News in Review: Owsley Stanley, Grammy Awards, TicketMaster, Robbie Robertson, TV on the Radio
First Appeared in The Music Box, May 2011, Volume 18, #5
Written by John Metzger
Tue May 24, 2011, 06:30 AM CDT
Grateful Dead Cohort Owsley Stanley Dead in Car Crash
On March 13, Owsley Stanley died instantly near his home in Australia. The truck he was driving spun out of control while he was attempting to drive through a patch of mud and water. Part-chemist, part-audio engineer, Stanley was instrumental in shaping the Grateful Dead’s development. He not only provided the outfit with ample amounts of LSD, but he also constructed and perfected the outfit’s state-of-the-art sound system. In addition, Stanley designed the Grateful Dead’s most recognizable logo — its "Steal Your Face" insignia — and showing magnificent foresight, he started the tradition of recording many of the collective’s early concerts. Stanley was immortalized in Tom Wolfe’s The Electric Kool-Aid Acid King as well as by the concert compilation Bear’s Choice: The History of the Grateful Dead, Volume 1. Stanley moved to Australia in 1982 in an attempt to escape what he thought was a pending ice age.
Grammy Awards to Shrink
For years, the National Academy of Recording Arts & Sciences (N.A.R.A.S.) has been adding new categories to its annual awards ceremony — even as it reduced the number of trophies it gave away during the television broadcast of the event. Next year, though, the Grammy Awards ceremony will shrink considerably. Instead of competing in 109 categories, artists will go head-to-head for 78 awards. The most notable aspect of the changes that N.A.R.A.S. has made to the program is that male and female artists will no longer be recognized in separate categories. In addition, awards for Southern Gospel, Country, or Bluegrass Album; Best Zydeco or Cajun Music Album; and Best Hawaiian Music Album will be consolidated into generalized categories, such as Best Gospel Album and Best Regional Roots Music Album.
Ticketmaster, eBay Take Fight to Congress
For several years, now, Ticketmaster and eBay have been fighting over the right to resell concert tickets. Although Ticketmaster has its own resale outlets, it also has been trying to prevent ticket brokers from gaining access to the best seats in the house for major concert tours. At the insistence of artists like Bruce Springsteen, Ticketmaster has been selling paperless tickets to some of its shows. To enter the arena, fans must produce the credit card that was used to make the purchase. Not surprisingly, eBay and other ticket brokers have taken issue with this process. The companies have successfully lobbied for new legislation that would prohibit the sale of paperless tickets. Not only are laws being considered in Minnesota, North Carolina, and Connecticut, but a bill was introduced into the U.S. House of Representatives by Utah’s Jim Matheson and Nebraska’s Lee Terry.

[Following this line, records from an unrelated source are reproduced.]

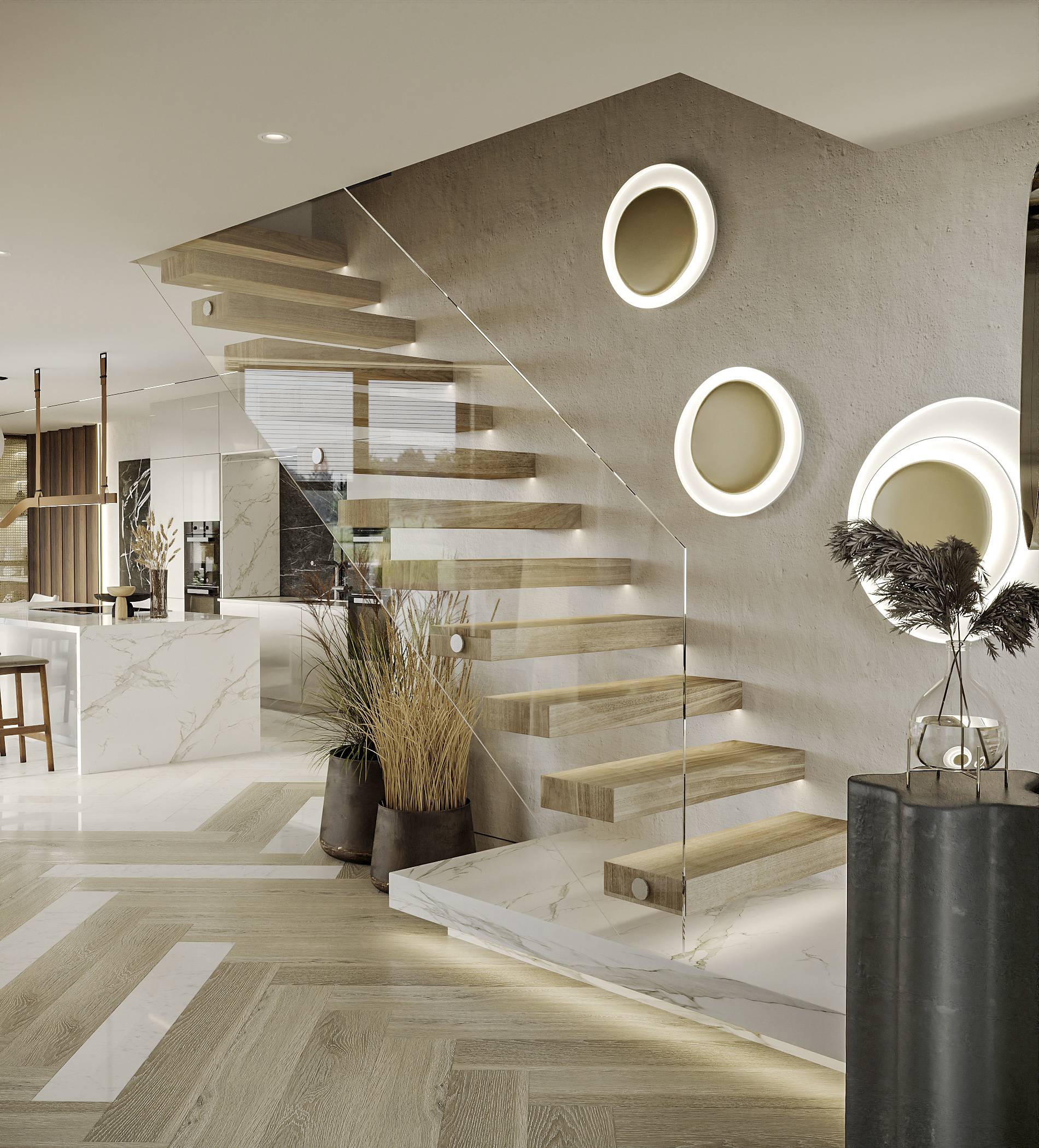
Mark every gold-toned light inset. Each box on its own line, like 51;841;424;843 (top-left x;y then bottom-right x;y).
613;187;696;295
873;459;992;554
603;163;717;309
690;380;783;495
675;366;805;518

Robbie Robertson Continues Journey into His Past
On his latest endeavor How to Be Clairvoyant, Robbie Robertson turned surprisingly reflective as he looked back on his days with The Band. His retrospective view isn’t a one-time gambit, either. Robertson announced in April that he was planning to write a memoir about his life in the music business. By pouring over old notebooks and revisiting the places he had traveled in his youth, Robertson is hoping to reconnect with his past so he can provide a detailed glimpse into his days with Ronnie Hawkins and Bob Dylan as well as insight into the process that allowed songs like The Weight and Up on Cripple Creek to evolve.
TV on the Radio Bassist Succumbs to Lung Cancer
After battling lung cancer, Gerard Smith passed away on April 20 in New York at the age of 34. He was best-known for his work with TV on the Radio. A highly revered bass player, Smith admirably anchored the tracks on TV on the Radio’s breakthrough set Return to Cookie Mountain. He also helped to guide the group’s evolution as it toned down its experimental forays and embraced its R&B-imbued roots. Last month, TV on the Radio issued its latest endeavor Nine Types of Light to which Smith contributed heavily.